- Born: April 1, 1932 Supe, Barranca, Lima, Peru
- Died: November 17, 2016 (aged 84)
- Education: National School of Fine Arts
- Known for: Abstract art
- Awards: Gold Medal and Special Painting Award “Sérvulo Gutiérrez” (1962); Tecnoquímica Bi-annual Award (1966); National Award Ignacio Merino from the Peruvian National Culture Institute (1967);

= Venancio Shinki =

Peruvian painter

Venancio Shinki (April 1, 1932 – November 17, 2016) was a Peruvian painter. Born in Lima to a Japanese immigrant father from Hiroshima Prefecture and a Peruvian mother, Shinki was raised on the Hacienda San Nicolás in Supe, north of Lima.

== Education and career ==
When he was 15, Shinki traveled to Lima to work as a photographer apprentice, and at 21 he opened his own photographic studio. Over the years, he also worked as a professor in the Architecture Faculty of the UNI (Universidad Nacional de Ingenieria), as a graphic artist in the Expreso newspaper and as a public servant in the Ministry of Industry and Tourism.

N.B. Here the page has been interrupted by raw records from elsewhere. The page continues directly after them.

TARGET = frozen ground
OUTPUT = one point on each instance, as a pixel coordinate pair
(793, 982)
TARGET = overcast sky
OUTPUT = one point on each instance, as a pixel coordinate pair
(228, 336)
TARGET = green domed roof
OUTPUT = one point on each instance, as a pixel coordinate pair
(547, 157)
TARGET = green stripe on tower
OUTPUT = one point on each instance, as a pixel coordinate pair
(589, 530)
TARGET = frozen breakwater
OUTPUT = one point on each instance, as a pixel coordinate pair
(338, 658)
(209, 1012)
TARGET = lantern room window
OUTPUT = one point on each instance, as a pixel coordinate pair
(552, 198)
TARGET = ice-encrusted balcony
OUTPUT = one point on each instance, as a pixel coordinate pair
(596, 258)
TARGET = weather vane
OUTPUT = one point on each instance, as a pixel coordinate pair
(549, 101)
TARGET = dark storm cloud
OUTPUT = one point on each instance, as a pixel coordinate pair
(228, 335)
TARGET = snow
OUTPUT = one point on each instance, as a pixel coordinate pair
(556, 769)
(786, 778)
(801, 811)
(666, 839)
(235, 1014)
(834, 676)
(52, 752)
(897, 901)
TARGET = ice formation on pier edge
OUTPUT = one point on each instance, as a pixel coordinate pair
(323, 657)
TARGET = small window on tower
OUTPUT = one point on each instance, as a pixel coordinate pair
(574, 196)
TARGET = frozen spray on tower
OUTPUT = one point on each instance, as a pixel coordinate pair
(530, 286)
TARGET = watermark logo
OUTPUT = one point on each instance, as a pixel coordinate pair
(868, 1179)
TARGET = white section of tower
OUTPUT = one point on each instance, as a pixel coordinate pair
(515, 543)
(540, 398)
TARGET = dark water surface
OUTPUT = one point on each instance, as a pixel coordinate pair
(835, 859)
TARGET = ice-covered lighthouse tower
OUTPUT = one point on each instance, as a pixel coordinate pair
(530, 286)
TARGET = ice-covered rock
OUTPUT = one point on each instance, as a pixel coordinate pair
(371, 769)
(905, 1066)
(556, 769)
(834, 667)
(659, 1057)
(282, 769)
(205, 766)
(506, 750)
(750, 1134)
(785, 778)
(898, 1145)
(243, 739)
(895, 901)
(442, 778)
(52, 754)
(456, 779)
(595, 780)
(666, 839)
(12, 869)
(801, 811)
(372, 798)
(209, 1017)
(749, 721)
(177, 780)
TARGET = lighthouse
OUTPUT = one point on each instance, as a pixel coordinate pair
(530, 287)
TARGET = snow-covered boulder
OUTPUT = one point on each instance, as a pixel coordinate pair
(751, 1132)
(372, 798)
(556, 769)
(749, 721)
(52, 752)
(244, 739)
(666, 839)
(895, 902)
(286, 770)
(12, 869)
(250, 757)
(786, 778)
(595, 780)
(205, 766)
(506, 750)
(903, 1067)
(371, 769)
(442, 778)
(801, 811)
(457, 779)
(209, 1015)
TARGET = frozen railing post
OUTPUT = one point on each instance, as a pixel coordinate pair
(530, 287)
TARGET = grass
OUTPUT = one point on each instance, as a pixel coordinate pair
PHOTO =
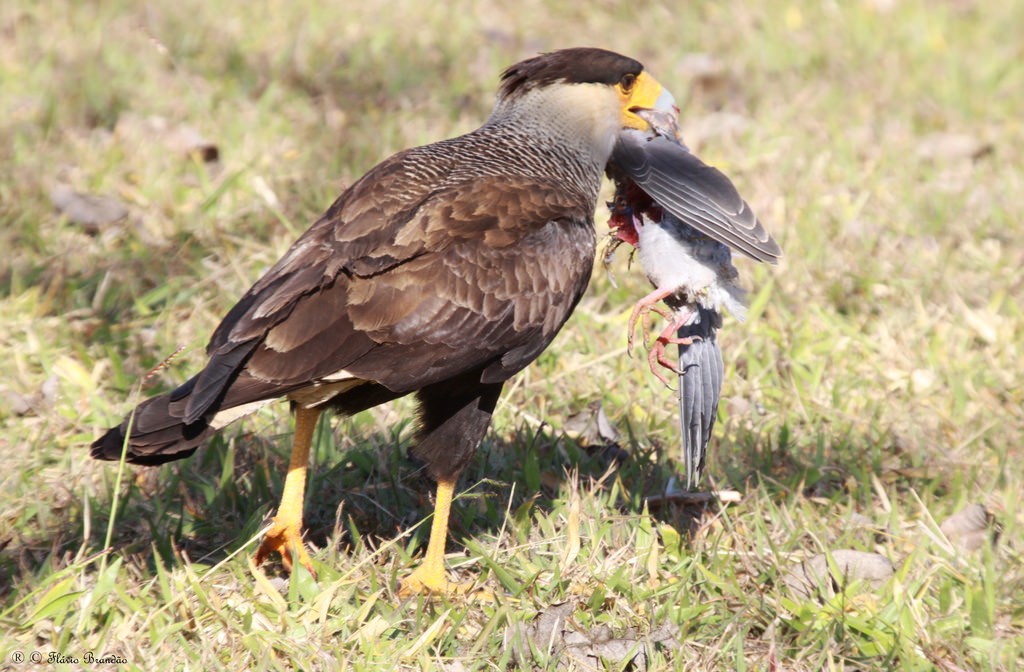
(873, 391)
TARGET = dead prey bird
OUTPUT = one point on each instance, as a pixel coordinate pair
(684, 217)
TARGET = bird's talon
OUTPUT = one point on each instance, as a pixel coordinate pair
(286, 540)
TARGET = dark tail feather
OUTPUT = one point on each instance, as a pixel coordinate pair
(157, 435)
(699, 390)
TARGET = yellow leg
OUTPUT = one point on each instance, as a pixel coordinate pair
(430, 576)
(285, 536)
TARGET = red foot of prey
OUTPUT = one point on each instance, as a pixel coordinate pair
(656, 355)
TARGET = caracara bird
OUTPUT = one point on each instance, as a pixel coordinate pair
(441, 273)
(682, 216)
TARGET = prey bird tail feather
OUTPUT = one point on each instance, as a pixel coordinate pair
(701, 372)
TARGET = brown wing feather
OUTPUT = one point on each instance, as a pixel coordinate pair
(407, 283)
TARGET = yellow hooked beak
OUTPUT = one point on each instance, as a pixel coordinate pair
(641, 97)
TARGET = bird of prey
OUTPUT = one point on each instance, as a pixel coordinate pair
(683, 216)
(441, 273)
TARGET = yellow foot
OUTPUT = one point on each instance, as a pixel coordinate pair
(286, 540)
(430, 581)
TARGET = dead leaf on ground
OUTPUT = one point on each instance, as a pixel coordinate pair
(969, 527)
(178, 137)
(552, 635)
(813, 576)
(591, 426)
(89, 211)
(15, 404)
(952, 147)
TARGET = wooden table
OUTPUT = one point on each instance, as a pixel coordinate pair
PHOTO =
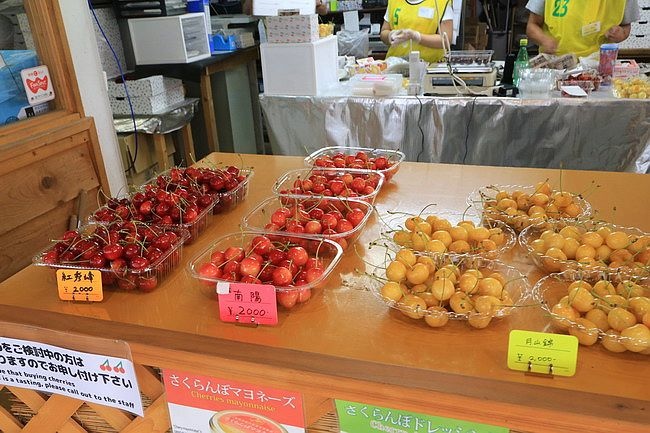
(344, 343)
(201, 72)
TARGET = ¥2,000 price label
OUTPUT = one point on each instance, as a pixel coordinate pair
(247, 303)
(539, 352)
(80, 285)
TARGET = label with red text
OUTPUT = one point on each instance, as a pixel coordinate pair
(247, 303)
(38, 84)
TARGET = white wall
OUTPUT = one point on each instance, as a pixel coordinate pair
(85, 56)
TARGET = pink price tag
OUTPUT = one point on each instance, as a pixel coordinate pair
(247, 303)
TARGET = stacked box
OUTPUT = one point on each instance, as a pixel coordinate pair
(292, 29)
(150, 95)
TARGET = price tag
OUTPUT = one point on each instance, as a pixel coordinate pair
(80, 285)
(247, 303)
(540, 352)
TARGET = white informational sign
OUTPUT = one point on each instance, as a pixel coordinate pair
(265, 8)
(351, 21)
(95, 378)
(38, 84)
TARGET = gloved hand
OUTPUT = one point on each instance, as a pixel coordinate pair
(397, 37)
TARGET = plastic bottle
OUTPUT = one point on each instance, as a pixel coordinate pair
(521, 62)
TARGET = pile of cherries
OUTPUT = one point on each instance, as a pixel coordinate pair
(361, 160)
(280, 262)
(322, 216)
(128, 253)
(334, 183)
(223, 182)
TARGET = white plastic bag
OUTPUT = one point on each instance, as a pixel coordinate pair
(355, 44)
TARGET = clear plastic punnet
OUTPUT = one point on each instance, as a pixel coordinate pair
(306, 215)
(231, 258)
(385, 161)
(597, 307)
(330, 182)
(76, 249)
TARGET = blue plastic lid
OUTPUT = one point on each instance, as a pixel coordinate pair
(609, 47)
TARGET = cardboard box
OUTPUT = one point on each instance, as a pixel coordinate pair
(155, 104)
(306, 69)
(148, 86)
(626, 69)
(292, 29)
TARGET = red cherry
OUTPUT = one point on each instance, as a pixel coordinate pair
(287, 298)
(298, 255)
(113, 251)
(282, 276)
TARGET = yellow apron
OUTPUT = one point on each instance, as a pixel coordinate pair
(579, 26)
(422, 17)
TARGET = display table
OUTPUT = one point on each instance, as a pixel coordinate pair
(345, 343)
(598, 133)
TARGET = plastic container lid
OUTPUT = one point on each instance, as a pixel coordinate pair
(609, 47)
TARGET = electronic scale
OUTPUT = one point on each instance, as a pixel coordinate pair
(479, 79)
(475, 68)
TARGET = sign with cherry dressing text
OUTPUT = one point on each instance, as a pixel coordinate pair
(359, 417)
(247, 303)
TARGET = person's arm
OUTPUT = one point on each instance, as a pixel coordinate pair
(385, 32)
(435, 41)
(535, 33)
(247, 6)
(618, 33)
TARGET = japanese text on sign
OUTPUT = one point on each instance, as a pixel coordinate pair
(355, 417)
(80, 285)
(194, 399)
(538, 352)
(247, 303)
(96, 378)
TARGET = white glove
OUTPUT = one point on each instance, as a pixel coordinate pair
(396, 37)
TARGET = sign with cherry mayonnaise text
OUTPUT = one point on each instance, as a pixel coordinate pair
(202, 404)
(247, 303)
(359, 417)
(38, 84)
(85, 376)
(80, 285)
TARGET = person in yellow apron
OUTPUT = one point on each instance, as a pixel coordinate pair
(579, 26)
(417, 25)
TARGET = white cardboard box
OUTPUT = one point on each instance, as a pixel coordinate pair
(148, 86)
(299, 69)
(155, 104)
(292, 29)
(170, 39)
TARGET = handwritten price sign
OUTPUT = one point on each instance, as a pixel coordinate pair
(247, 303)
(80, 285)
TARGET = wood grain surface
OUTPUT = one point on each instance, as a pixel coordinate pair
(345, 343)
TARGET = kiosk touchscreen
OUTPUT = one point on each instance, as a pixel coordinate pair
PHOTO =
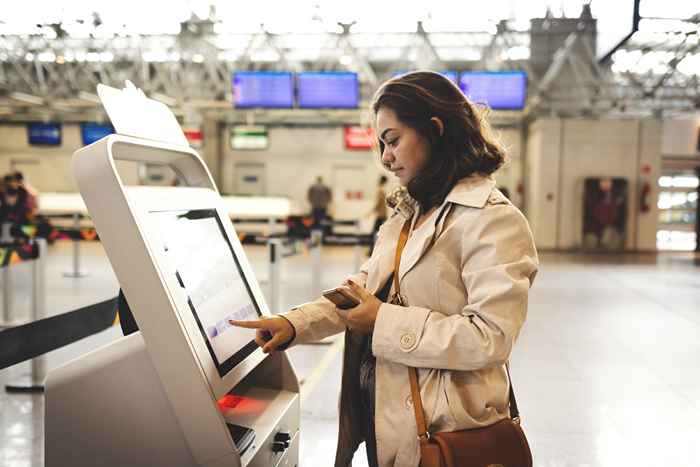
(206, 268)
(188, 389)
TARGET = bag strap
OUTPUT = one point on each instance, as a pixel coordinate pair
(423, 433)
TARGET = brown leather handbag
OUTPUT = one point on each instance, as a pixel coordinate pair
(502, 444)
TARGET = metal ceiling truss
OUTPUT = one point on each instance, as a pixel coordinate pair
(42, 78)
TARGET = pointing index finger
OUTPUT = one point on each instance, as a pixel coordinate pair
(255, 324)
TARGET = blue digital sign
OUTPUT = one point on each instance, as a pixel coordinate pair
(44, 134)
(92, 132)
(500, 90)
(266, 89)
(328, 89)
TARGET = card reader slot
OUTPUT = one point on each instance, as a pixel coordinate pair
(243, 437)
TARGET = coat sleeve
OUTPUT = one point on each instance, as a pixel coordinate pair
(316, 320)
(498, 264)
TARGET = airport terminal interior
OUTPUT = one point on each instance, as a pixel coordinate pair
(169, 166)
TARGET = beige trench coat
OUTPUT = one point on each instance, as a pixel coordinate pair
(467, 301)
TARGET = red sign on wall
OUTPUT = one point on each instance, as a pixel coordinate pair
(194, 136)
(359, 138)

He later enrolled at the National School of Fine Arts of Peru, where he was taught by, among others, Sabino Springuett, Ricardo Grau and Juan Manuel Ugarte Elespuru. He graduated as the valedictorian in 1962 and received the Sérvulo Gutiérrez award for painting. His work was inspired by travels through Ecuador, Mexico and Peru, as well as by artists like Hieronymus Bosch, El Greco, Paul Klee and Joan Miro. In addition, the paintings display influences from his Japanese Peruvian heritage, with a mixture of Eastern, Western and Andean themes, along with compositions and figures inspired by Surrealism.

He started participating in collective expositions in 1963. In 1966 he won the Teknoquimica award. In 1967 he received the National Award in Painting "Ignacio Merino" He has received many accolades and has participated in a variety of individual and group exhibits in Peru, Japan, Italy, the United States, Colombia, Ecuador, Brazil, Venezuela, Panama and Mexico, among others. He also participated in the VII and XII Bi-annual in São Paulo, Brazil; the II Bi-annual of American Art in Argentina; the I and II Bi-Annual in Havana, Cuba; and the Bi-annual in Quito, Ecuador.

In 1999, the year of the centenary marking Japanese migration to Peru, he was invited to exhibit his work in the Museum of Man in Nagoya, Japan. His works were displayed in November 2006 during the 34th Annual Japanese Cultural Week in Lima, Peru.

Shinki's painting "Lanzon" (1993) is owned by the Inter-American Development Bank. In 2013, some of his artworks were put up for sale in order to fund a project to form a children's symphony orchestra in Iquitos, Peru.

== Death ==
Shinki died on November 17, 2016, aged 84.